### 统计代写|统计推断作业代写statistics interference代考|Some more general frequentist developments

## 统计代写|统计推断作业代写statistics interference代考|Exponential family problems

Some limited but important classes of problems have a formally exact solution within the frequentist approach. We begin with two situations involving exponential family distributions. For simplicity we suppose that the parameter $\psi$ of interest is one-dimensional.

We start with a full exponential family model in which $\psi$ is a linear combination of components of the canonical parameter. After linear transformation of the parameter and canonical statistic we can write the density of the observations in the form
$$m(y) \exp \left{s_{\psi} \psi+s_{\lambda}^{T} \lambda-k(\psi, \lambda)\right}$$
where $\left(s_{\psi}, s_{\lambda}\right)$ is a partitioning of the sufficient statistic corresponding to the partitioning of the parameter. For inference about $\psi$ we prefer a pivotal distribution not depending on $\lambda$. It can be shown via the mathematical property of completeness, essentially that the parameter space is rich enough, that separation from $\lambda$ can be achieved only by working with the conditional distribution of the data given $S_{\lambda}=s_{\lambda}$. That is, we evaluate the conditional distribution of $S_{\psi}$ given $S_{\lambda}=s_{\lambda}$ and use the resulting distribution to find which values of $\psi$ are consistent with the data at various levels.

Many of the standard procedures dealing with simple problems about Poisson, binomial, gamma and normal distributions can be found by this route.We illustrate the arguments sketched above by a number of problems connected with binomial distributions, noting that the canonical parameter of a binomial distribution with probability $\pi$ is $\phi=\log {\pi /(1-\pi)}$. This has some advantages in interpretation and also disadvantages. When $\pi$ is small, the parameter is essentially equivalent to $\log \pi$ meaning that differences in canonical parameter are equivalent to ratios of probabilities.

## 统计代写|统计推断作业代写statistics interference代考|Transformation models

A different kind of reduction is possible for models such as the location model which preserve a special structure under a family of transformations.

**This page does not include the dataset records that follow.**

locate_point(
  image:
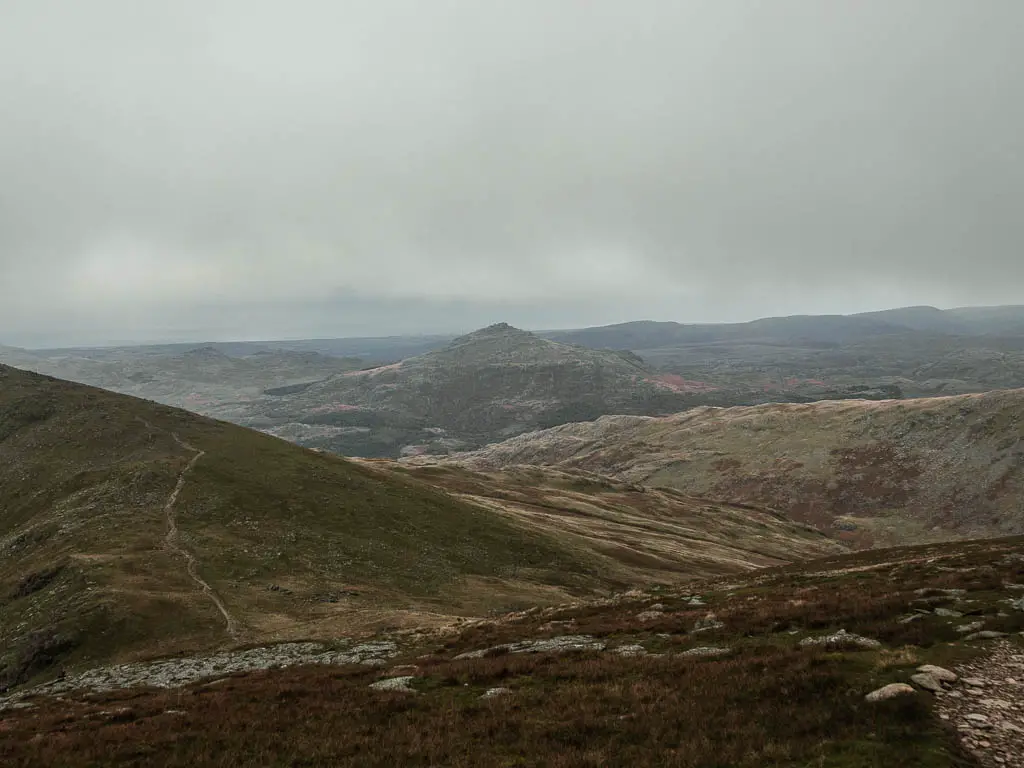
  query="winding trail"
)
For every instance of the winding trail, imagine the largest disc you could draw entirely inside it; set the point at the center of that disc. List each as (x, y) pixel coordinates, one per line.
(173, 539)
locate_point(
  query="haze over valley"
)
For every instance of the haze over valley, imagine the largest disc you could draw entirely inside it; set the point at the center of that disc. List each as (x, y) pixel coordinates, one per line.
(537, 383)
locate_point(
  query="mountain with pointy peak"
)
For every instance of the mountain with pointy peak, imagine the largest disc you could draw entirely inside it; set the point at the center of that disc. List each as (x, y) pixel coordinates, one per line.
(487, 385)
(131, 528)
(870, 472)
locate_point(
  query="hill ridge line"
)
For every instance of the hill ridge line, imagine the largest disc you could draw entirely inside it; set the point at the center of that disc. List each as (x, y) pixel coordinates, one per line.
(172, 540)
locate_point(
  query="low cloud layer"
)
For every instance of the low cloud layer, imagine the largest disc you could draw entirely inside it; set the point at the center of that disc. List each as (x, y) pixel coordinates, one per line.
(229, 168)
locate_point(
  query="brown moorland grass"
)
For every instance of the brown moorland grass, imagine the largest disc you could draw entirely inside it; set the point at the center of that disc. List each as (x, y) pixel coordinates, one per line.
(771, 707)
(769, 701)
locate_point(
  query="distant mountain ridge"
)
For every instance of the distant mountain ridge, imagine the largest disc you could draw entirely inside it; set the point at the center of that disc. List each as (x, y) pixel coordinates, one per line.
(495, 382)
(869, 472)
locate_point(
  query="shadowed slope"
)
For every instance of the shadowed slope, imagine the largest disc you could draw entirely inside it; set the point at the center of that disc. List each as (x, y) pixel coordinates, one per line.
(115, 512)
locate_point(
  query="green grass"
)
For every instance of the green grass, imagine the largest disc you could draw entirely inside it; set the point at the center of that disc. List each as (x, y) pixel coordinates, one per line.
(769, 702)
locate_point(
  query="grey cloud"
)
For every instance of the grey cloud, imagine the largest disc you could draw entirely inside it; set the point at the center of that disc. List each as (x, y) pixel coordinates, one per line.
(171, 167)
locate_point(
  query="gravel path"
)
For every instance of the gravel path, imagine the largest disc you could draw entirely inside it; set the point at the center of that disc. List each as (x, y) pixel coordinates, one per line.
(987, 708)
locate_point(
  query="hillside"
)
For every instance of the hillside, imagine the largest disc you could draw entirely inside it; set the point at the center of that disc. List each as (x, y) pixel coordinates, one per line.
(216, 380)
(906, 657)
(128, 527)
(635, 535)
(869, 472)
(483, 386)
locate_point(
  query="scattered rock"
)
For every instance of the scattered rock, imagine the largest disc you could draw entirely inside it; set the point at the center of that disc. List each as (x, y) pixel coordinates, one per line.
(972, 627)
(649, 615)
(927, 681)
(985, 635)
(939, 673)
(889, 691)
(173, 673)
(631, 650)
(841, 640)
(545, 645)
(706, 650)
(403, 669)
(395, 684)
(710, 622)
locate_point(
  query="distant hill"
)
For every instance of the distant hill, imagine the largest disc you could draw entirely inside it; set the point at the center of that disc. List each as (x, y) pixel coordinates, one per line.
(869, 472)
(210, 379)
(489, 384)
(130, 528)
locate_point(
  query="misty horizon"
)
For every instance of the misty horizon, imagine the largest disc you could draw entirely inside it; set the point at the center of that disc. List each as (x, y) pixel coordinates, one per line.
(229, 170)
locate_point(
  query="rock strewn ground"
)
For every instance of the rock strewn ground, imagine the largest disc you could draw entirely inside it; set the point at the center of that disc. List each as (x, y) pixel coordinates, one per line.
(178, 672)
(988, 708)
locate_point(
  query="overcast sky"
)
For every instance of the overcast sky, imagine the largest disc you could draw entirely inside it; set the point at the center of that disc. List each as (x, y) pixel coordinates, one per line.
(201, 169)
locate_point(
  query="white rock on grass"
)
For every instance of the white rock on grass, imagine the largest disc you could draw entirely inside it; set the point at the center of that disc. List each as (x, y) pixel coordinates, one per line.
(889, 691)
(927, 681)
(631, 650)
(395, 684)
(706, 650)
(178, 672)
(940, 673)
(545, 645)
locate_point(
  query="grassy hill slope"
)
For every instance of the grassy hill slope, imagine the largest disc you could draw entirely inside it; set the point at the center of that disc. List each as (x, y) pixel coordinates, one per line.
(871, 472)
(128, 527)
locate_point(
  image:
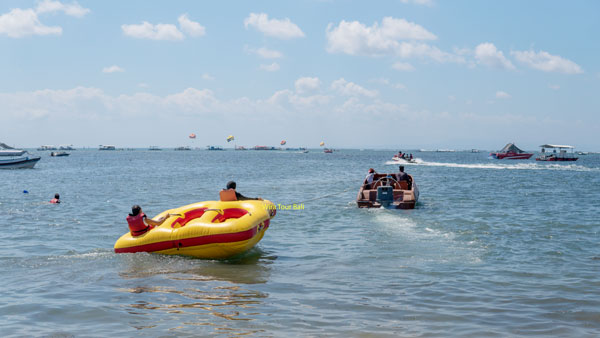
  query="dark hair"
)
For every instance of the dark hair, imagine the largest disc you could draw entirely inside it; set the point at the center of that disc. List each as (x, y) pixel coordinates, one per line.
(135, 210)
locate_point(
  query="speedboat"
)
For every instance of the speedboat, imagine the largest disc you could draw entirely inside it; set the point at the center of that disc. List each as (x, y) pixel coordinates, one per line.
(46, 147)
(387, 192)
(561, 156)
(210, 230)
(403, 159)
(19, 162)
(511, 152)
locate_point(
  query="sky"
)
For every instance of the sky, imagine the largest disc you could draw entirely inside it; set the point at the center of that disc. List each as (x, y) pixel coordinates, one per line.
(395, 74)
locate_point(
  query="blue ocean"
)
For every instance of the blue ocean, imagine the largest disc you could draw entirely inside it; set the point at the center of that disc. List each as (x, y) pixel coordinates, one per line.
(495, 248)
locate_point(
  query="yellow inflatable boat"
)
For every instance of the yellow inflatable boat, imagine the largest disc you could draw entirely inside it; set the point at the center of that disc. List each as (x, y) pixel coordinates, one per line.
(211, 229)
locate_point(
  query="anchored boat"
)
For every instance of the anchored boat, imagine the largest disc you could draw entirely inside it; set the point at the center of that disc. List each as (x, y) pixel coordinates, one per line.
(388, 192)
(511, 152)
(211, 229)
(561, 156)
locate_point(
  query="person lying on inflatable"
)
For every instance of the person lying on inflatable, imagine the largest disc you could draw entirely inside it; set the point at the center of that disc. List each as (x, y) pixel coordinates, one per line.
(139, 224)
(229, 194)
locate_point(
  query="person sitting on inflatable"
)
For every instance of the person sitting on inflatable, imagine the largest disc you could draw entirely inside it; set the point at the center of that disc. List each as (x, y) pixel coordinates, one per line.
(139, 224)
(229, 194)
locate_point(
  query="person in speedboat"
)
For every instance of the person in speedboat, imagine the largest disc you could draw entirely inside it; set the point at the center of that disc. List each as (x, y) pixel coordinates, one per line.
(369, 178)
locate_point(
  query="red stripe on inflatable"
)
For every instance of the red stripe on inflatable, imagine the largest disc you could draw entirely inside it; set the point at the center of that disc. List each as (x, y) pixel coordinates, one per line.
(189, 242)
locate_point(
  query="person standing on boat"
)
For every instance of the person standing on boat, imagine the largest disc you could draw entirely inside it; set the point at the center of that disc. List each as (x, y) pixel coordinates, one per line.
(230, 194)
(56, 199)
(139, 224)
(401, 176)
(369, 178)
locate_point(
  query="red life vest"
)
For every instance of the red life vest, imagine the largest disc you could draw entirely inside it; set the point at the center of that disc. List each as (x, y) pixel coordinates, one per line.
(137, 226)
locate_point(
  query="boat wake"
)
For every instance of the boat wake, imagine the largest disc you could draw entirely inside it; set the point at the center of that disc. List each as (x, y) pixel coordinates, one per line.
(511, 166)
(425, 243)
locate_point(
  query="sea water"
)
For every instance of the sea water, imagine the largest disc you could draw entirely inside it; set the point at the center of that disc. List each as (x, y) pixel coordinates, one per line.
(494, 248)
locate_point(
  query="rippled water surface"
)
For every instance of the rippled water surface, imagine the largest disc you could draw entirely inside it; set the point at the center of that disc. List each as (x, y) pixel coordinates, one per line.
(494, 248)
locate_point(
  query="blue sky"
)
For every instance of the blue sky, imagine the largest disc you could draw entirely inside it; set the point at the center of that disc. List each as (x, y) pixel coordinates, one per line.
(390, 74)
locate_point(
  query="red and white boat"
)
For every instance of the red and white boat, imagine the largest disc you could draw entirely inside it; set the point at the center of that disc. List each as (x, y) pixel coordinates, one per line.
(511, 152)
(553, 156)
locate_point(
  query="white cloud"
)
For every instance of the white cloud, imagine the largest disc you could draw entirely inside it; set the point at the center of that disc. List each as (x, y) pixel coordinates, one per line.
(307, 84)
(19, 23)
(356, 38)
(267, 53)
(418, 2)
(147, 30)
(351, 89)
(73, 9)
(282, 29)
(190, 27)
(113, 69)
(502, 95)
(487, 54)
(554, 86)
(547, 62)
(403, 66)
(270, 68)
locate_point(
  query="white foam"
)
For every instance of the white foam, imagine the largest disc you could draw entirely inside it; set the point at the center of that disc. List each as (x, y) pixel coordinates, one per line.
(499, 166)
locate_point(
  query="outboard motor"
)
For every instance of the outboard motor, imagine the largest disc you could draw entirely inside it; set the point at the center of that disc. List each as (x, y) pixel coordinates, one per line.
(385, 195)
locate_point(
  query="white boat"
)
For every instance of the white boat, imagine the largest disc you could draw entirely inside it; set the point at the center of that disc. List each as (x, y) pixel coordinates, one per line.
(19, 162)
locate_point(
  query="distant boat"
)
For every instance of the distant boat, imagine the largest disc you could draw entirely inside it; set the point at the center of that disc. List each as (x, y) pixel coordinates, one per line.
(19, 163)
(561, 156)
(214, 148)
(511, 152)
(47, 147)
(264, 148)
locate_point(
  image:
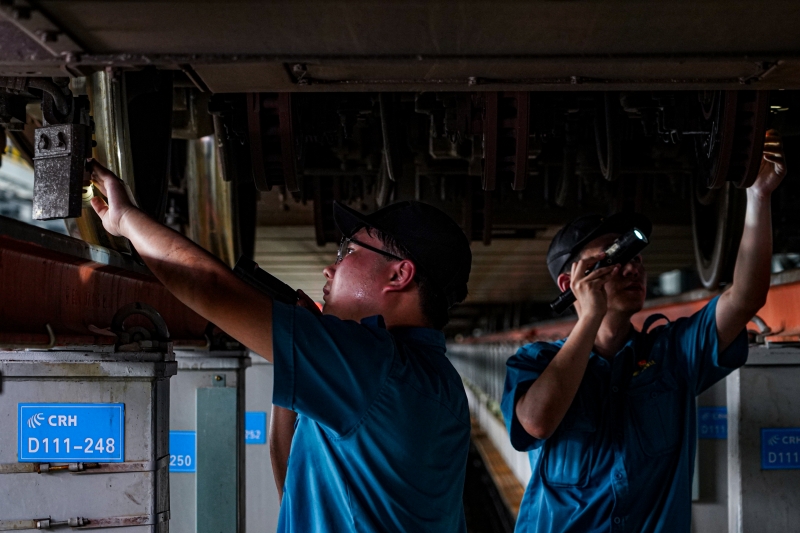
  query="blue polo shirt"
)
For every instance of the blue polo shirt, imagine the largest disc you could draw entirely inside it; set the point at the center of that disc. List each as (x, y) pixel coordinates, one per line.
(622, 458)
(382, 431)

Example 4.10. Location model. We return to Example 1.8, the location model. The likelihood is $\Pi g\left(y_{k}-\mu\right)$ which can be rearranged in terms of the order statistics $y_{(t)}$, i.e., the observed values arranged in increasing order of magnitude. These in general form the sufficient statistic for the model, minimal except for the normal distribution. Now the random variables corresponding to the differences between order statistics, specified, for example, as
$$a=\left(y_{(2)}-y_{(1)}, \ldots, y_{(n)}-y_{(1)}\right)=\left(a_{2}, \ldots, a_{n}\right),$$
have a distribution not depending on $\mu$ and hence are ancillary; inference about $\mu$ is thus based on the conditional distribution of, say, $y_{(1)}$ given $A=a$. The choice of $y_{(1)}$ is arbitrary because any estimate of location, for example the mean, is $y_{(1)}$ plus a function of $a$, and the latter is not random after conditioning. Now the marginal density of $A$ is
$$\int g\left(y_{(1)}-\mu\right) g\left(y_{(1)}+a_{2}-\mu\right) \cdots g\left(y_{(1)}+a_{n}-\mu\right) d y_{(1)} .$$The integral with respect to $y_{(1)}$ is equivalent to one integrated with respect to $\mu$ so that, on reexpressing the integrand in terms of the likelihood for the unordered variables, the density of $A$ is the function necessary to normalize the likelihood to integrate to one with respect to $\mu$. That is, the conditional density of $Y_{(1)}$, or of any other measure of location, is determined by normalizing the likelihood function and regarding it as a function of $y_{(1)}$ for given $a$. This implies that $p$-values and confidence limits for $\mu$ result from normalizing the likelihood and treating it like a distribution of $\mu$.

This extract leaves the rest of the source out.